I'm taking bets now on how long it will take them to change the "Islam" tab to "Islamofascists."

Maybe WalMart will want to buy Whosoever ...

I'm So Tired of Politicians

I can't believe we have another year of this crap coming. I used to listen to NPR religiously on my way to work. Now, I can barely stand it. Instead, I'm grooving to Bruce Springsteen, Dave Matthews and even some Jethro Tull in the car these days. I can't stand the hypocrisy and downright stupidity of the political races these days.

So, a retired gay general who favors Hillary asked the Republicans a question about Don't Ask, Don't Tell and the world explodes. Let me get this straight (so to speak), only Republicans can ask Republicans questions? Democrats aren't allowed to ask questions? People who ask questions must be thoroughly vetted to make sure they support the party in question before they can ask a legitimate question - or even a stupid question? What the f...? Then CNN apologizes for letting him ask a question? CNN should grow a damn spine and say, "Hey, he's an American asking potential presidents a question - that's all the credential he needs." Stupid CNN - yet another reason to be glad I don't work there anymore.

Here is my question: where the hell is America? I used to live there, but apparently it packed its belongings in the middle of the night and fled. Wise move. I always knew America was smart. What we're left with is the clowns and charlatans who are creating some bizarro version of America where up is down and war is peace. Paging Mr. Orwell.

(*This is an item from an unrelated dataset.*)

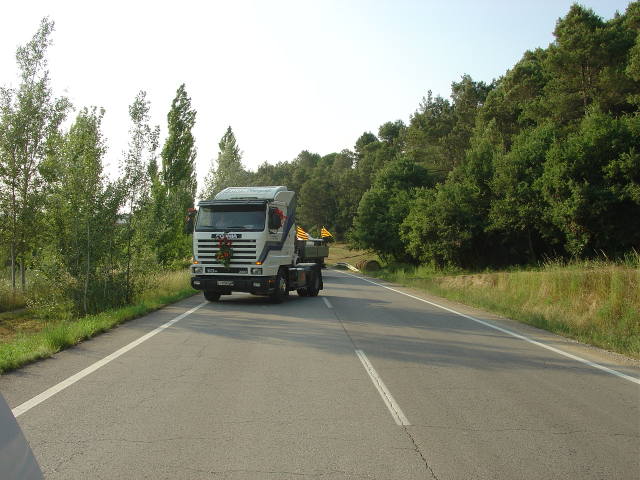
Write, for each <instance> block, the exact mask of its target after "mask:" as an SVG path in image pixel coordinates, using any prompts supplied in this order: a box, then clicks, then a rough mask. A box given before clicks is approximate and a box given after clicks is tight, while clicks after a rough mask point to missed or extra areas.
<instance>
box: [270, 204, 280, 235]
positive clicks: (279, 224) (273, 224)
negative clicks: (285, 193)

Now, I read that Mike Huckabee says Jesus would approve of capital punishment because he suffered the same punishment without complaint. May I repeat, "What the f...????"

“Interestingly enough,” Huckabee allowed, “if there was ever an occasion for someone to have argued against the death penalty, I think Jesus could have done so on the cross and said, ‘This is an unjust punishment and I deserve clemency’.”

This is what happens when idiots read the Bible. Following old Huck's logic, then Jesus supports putting the innocent or wrongly convicted to death. Hucky conveniently forgets that Jesus intervened in the case of a woman who was headed for the death penalty for adultery. The crowd was ready to stone her to death, but Jesus pardons her and sends her on her way. Hmmm - sounds to me like the J-man supported clemency over punishment.

Christian theology holds that Jesus' sacrifice on the cross was preordained and had to happen for the redemption of the world. However, I prefer to see Jesus' death on the cross as a protest of the death penalty. He was wrongly convicted of crimes he did not commit but willingly went to his death to expose the fear of the powers that be. The powerful always destroy what they fear and Jesus' death exposed the leaders of his day for the true cowards they were. Jesus' death is powerful and gives us a guide to live by - to speak truth to power and oppose the cowardly fear-mongering leaders of our day who prefer punishment over clemency and war over peace.

I agree with Hucky-boy that Jesus was too smart to run for political office, which says a whole hell of a lot about Hucky's intelligence level as well as his grasp of what Jesus came to proclaim to we gullible, idiotic humans. Jesus understood that true power was among the people, not the potentates who pontificated about their righteousness. Now, if we can only convince the people of their power so they can send the potentates packing.

In the meantime I'll be rocking out in the car, and if anyone spots America, please let me know where she is. Tell her all is forgiven and she can come home now.